AMES, Iowa - From driving cars to flying drones, as autonomous robots take on more responsibility, they also face more human-like dilemmas - including what to do when rules collide.
For a self-driving vehicle, this conundrum might pop up when a pedestrian suddenly steps off a curb and into its path. By swerving to avoid them, the car will also have to briefly veer over the road's clearly marked center line. Is this a justifiable infraction? What if it leads to a collision with an oncoming car?
Quick look
Autonomous robots can follow rules - but what happens when the rules conflict? Iowa State researchers have developed a new "rulebooks" framework that helps robots make safer, more transparent judgment calls when perfection isn't possible.
Similarly, a drone might need to decide whether to fly through a narrow gap between two buildings or take the long way around to reach its destination. Neither option is perfect, but can the drone weigh the different risks that each path presents?
Tichakorn Wongpiromsarn, associate professor of computer science at Iowa State University, said these everyday scenarios reflect a growing reality: autonomous systems must make judgement calls and not just follow the rules.
"Robots are increasingly expected to operate without human intervention in situations where some rules may have to be bent," Wongpiromsarn said. "What's been missing is a principled way to justify these decisions."
This gap is what motivated Wongpiromsarn and fellow researchers Konstantin Slutsky, assistant professor of mathematics at Iowa State, and Emilio Frazzoli, professor of dynamic systems and control at ETH Zürich, to develop a new framework that helps autonomous systems make these decisions in a way that's transparent, predictable and defensible.
In a series of publications that culminated in a study recently published by IEEE Transactions on Robotics, Wongpiromsarn, Slutsky and Frazzoli introduce a new formal system - known as "rulebooks" - designed to help autonomous systems rank and reconcile competing goals.
Addressing common flaws
In robotics, Wongpiromsarn said, there's concern around the fact that today's autonomous systems are often optimized using a single mathematical cost function that blends all goals - such as safety, legality, efficiency and passenger comfort - into one score using weighted trade-offs.
How does this work? Simply put, engineers give each of these goals a weight (or value), meaning how important that goal is relative to the other goals. A robot then calculates a total score for every possible action and picks the one with the best score.
It's an approach that works well, Wongpiromsarn said - until it doesn't.

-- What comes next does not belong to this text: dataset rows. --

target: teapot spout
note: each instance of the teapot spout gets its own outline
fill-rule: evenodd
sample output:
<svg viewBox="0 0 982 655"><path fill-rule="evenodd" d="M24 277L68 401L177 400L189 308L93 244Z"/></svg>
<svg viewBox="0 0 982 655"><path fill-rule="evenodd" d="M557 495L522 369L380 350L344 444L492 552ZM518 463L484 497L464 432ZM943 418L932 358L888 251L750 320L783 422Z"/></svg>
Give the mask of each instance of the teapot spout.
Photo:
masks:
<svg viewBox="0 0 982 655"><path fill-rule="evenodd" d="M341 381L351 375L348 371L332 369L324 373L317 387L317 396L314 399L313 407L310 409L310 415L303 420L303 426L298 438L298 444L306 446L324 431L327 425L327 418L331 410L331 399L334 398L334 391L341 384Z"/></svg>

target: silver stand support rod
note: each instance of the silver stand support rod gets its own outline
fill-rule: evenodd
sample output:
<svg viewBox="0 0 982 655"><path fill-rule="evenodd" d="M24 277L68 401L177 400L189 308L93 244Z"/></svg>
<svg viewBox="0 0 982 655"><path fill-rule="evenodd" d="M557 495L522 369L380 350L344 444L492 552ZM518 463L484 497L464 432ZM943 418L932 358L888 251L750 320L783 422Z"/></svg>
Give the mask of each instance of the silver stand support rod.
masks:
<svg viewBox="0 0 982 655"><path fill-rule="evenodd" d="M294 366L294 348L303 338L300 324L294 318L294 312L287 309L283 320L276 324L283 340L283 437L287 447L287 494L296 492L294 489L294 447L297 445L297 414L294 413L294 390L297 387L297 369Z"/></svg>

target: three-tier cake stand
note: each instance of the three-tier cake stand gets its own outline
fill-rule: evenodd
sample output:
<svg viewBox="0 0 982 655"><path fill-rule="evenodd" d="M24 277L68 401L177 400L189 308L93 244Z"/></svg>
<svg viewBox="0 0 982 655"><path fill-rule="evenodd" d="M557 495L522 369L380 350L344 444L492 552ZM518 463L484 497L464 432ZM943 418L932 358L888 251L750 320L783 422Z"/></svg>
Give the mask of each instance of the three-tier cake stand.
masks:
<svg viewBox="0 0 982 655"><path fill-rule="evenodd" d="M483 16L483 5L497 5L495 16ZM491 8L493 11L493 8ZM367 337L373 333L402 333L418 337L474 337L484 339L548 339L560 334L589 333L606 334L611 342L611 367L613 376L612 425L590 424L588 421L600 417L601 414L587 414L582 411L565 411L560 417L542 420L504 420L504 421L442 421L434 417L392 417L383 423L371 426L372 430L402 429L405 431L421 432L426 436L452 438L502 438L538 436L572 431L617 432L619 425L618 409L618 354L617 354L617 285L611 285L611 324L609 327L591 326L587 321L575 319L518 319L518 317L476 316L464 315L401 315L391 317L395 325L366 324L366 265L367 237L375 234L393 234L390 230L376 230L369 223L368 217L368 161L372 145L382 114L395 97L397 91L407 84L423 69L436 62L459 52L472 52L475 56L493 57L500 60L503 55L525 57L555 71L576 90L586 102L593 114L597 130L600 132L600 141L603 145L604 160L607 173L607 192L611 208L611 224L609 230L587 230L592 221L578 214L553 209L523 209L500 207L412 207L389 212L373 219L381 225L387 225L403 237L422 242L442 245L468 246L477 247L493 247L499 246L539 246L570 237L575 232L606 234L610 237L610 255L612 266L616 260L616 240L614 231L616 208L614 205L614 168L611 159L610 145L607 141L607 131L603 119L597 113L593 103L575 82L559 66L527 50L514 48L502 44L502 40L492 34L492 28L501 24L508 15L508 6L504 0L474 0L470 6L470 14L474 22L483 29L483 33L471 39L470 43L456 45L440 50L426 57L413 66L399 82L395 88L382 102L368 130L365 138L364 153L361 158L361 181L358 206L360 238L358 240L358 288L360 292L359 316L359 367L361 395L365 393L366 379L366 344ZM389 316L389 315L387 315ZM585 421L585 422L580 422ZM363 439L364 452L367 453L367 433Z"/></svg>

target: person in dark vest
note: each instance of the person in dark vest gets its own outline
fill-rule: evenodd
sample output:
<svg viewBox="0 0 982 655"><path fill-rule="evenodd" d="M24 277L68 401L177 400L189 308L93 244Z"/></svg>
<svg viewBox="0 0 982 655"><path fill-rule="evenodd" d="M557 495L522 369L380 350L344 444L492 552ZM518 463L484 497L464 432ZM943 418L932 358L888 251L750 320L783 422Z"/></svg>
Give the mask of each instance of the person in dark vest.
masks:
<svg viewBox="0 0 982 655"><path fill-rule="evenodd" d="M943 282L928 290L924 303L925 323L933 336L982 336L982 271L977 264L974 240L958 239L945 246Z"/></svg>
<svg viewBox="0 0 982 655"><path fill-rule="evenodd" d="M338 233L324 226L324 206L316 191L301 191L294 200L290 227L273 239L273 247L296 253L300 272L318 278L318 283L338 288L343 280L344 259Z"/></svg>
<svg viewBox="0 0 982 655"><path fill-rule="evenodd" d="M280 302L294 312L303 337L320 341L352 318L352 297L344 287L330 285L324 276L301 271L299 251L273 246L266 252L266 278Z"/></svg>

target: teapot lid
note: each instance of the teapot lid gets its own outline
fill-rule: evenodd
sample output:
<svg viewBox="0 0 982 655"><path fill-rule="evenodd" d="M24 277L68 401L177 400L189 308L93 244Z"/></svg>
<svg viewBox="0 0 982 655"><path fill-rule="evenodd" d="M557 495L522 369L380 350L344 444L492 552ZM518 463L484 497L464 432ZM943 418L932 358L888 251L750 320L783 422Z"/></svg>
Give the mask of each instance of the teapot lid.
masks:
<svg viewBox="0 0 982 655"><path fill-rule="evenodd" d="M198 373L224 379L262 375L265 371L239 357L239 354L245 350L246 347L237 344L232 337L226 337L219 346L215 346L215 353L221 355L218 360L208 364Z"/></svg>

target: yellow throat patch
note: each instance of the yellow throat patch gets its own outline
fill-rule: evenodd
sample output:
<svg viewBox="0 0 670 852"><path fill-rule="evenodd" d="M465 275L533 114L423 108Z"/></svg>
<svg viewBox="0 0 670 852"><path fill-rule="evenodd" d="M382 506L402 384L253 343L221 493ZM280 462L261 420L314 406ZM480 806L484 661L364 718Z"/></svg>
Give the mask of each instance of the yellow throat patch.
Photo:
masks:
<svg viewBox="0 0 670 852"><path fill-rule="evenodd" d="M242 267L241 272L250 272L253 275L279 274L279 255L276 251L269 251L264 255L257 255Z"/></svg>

"The problem is that this approach treats all goals as if they can be balanced against each other, even when they shouldn't be," Wongpiromsarn said.
For example, if "efficiency" is weighted too high, the robot might drive too aggressively. And while engineers can adjust the weight to make the robot behave more cautiously, that doesn't fix the underlying problem, Wongpiromsarn explained.
"In this scenario, safety is being treated as just another factor to trade off," she said. "If safety truly comes first, you can't capture that with a single weight. Safety shouldn't be balanced against other goals; it should be a hard limit that the system never crosses."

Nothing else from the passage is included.